津田六平
2015年6月3日07時12分
地元の北品川にとどまらず、全国からの常連に愛された老舗の天丼屋(東京都品川区)が、7日でのれんを下ろす。東海道最初の宿場町だった品川宿で、50年以上にわたって江戸前の魚にこだわり、品川の味を守り続けてきた。
旧東海道の脇道にある「船宿天ぷら 三浦屋」。色あせたのれんをくぐると、もう天ぷらの香ばしいにおいが広がっている。古めかしい木造2階建ての1階、わずか7畳の店内に14席。壁には訪れた著名人の色紙が並ぶ。店を切り盛りするのは堀江雅子さん(66)だ。
義兄が三浦屋を開いたのは東京五輪前年の1963年。夫の勝男さんが継いだのは80年ごろのことだ。勝男さん兄弟はこの地域の漁師だった。かつて品川宿の東側は海に面し、ノリ養殖が盛んだった。
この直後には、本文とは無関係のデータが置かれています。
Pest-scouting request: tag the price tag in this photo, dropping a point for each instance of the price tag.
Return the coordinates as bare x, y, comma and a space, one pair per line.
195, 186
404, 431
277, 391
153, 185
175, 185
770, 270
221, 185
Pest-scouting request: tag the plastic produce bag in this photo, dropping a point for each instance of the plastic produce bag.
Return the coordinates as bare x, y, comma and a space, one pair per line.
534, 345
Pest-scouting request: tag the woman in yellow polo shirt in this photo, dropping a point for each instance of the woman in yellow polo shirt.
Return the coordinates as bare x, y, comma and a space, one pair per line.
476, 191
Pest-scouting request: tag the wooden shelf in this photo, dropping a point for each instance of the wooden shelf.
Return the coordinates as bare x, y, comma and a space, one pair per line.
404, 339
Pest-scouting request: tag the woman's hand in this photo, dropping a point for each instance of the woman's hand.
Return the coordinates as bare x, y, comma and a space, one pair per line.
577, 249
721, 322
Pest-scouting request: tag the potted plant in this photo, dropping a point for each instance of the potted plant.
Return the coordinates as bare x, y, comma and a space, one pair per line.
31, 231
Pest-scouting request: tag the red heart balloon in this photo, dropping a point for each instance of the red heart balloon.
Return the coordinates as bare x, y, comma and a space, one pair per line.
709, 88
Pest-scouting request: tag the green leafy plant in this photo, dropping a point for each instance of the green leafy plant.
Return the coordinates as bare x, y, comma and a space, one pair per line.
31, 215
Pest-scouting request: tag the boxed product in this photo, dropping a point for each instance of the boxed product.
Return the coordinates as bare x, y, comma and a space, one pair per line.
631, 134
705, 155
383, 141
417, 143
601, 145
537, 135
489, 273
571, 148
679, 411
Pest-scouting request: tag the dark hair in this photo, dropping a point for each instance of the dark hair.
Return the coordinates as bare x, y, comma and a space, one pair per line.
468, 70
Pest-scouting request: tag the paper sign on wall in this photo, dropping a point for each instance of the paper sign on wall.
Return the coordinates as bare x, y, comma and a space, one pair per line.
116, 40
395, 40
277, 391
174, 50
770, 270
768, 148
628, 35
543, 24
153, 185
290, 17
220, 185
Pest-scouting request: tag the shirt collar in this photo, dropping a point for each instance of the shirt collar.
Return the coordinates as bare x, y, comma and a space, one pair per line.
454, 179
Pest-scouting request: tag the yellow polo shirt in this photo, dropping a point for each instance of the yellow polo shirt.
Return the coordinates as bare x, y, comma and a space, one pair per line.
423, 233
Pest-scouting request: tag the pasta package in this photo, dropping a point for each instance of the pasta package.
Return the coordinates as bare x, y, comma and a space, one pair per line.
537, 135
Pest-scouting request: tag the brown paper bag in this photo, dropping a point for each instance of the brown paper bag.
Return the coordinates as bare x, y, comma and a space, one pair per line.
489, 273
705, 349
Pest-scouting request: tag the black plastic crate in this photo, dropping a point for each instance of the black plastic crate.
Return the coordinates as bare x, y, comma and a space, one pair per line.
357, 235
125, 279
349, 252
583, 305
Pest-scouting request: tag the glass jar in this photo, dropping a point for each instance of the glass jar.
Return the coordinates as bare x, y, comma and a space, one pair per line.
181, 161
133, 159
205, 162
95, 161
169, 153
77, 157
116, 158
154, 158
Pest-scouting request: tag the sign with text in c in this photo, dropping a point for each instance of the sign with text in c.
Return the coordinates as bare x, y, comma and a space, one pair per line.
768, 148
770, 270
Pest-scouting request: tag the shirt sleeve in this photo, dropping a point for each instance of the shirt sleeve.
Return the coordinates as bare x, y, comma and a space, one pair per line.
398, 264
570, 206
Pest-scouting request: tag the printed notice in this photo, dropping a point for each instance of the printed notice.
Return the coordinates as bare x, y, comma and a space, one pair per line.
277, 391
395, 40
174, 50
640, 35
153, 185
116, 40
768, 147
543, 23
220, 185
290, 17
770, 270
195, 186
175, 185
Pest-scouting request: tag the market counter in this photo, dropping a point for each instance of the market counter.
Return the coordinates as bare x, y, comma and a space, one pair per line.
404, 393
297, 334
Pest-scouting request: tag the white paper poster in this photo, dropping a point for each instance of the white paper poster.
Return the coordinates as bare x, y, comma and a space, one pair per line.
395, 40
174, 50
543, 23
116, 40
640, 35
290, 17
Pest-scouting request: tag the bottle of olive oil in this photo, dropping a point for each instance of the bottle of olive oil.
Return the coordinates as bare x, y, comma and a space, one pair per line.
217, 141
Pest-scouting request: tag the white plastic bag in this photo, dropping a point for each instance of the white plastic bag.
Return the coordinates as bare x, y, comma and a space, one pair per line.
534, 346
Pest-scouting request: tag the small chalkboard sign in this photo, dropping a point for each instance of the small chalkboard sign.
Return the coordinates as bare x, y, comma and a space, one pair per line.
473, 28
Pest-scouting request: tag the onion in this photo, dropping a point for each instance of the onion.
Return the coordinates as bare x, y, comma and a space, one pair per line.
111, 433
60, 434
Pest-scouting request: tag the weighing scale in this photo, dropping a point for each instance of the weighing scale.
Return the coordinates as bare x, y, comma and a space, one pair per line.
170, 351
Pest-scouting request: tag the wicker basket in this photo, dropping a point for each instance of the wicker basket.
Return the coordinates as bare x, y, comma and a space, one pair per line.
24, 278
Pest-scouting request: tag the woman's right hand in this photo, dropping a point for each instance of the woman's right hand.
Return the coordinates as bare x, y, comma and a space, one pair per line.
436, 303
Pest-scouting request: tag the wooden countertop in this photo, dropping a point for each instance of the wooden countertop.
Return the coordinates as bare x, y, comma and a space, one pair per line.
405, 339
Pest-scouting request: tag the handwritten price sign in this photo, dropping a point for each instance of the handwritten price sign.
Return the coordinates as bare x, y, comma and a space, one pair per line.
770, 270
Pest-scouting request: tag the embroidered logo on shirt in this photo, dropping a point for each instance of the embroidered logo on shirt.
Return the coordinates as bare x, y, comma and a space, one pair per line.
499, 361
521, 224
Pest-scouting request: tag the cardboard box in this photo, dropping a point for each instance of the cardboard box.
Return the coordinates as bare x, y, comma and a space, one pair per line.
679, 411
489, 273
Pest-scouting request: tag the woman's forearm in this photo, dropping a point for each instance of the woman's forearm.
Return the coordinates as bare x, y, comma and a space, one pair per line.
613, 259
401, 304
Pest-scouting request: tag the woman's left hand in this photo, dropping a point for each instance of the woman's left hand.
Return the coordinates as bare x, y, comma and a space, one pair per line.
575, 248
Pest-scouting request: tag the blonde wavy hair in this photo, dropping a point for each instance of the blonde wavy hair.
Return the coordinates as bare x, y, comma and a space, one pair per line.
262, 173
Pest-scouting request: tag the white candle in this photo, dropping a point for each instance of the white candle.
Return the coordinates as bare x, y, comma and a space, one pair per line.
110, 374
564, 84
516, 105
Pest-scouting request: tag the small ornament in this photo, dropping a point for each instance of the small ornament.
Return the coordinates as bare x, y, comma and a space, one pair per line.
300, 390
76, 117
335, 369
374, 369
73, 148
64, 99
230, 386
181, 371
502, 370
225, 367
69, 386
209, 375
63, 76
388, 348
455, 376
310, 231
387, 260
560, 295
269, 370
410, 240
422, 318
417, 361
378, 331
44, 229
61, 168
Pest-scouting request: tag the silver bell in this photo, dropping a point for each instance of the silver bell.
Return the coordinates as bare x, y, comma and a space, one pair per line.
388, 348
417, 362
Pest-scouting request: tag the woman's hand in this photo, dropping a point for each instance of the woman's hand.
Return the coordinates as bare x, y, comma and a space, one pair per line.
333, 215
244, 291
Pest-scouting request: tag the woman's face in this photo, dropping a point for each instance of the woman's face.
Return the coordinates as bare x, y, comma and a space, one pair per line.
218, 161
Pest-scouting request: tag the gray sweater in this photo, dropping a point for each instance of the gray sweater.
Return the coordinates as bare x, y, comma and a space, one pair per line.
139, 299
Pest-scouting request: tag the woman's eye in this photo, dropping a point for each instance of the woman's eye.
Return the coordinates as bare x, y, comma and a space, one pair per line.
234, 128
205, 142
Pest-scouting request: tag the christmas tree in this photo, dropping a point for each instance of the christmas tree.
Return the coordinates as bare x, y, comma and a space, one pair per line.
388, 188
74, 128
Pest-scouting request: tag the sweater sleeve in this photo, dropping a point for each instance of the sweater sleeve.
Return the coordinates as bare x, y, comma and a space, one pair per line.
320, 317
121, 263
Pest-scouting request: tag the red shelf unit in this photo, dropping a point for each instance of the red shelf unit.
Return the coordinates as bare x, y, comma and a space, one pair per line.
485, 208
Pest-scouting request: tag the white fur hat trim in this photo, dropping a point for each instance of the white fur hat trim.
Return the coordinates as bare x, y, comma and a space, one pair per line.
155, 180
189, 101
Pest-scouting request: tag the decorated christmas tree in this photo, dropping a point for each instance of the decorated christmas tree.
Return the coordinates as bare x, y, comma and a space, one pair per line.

漁師だったからこそ、江戸前の魚にこだわる。アナゴにキス、メゴチ……。いいネタが入ればハゼやギンポが丼を彩る。一番人気は極上丼1300円。アナゴやエビが丼からこぼれ落ちそうなくらい豪快だ。タレは濃いめ。「長年継ぎ足してきた秘伝の味」という。
財布に優しいうえ「食べても胸やけしない」と評判に。地元のビジネスマンのほか、飛行機で九州からも客がやって来た。俳優の田中邦衛さんや真琴つばささんも常連だった。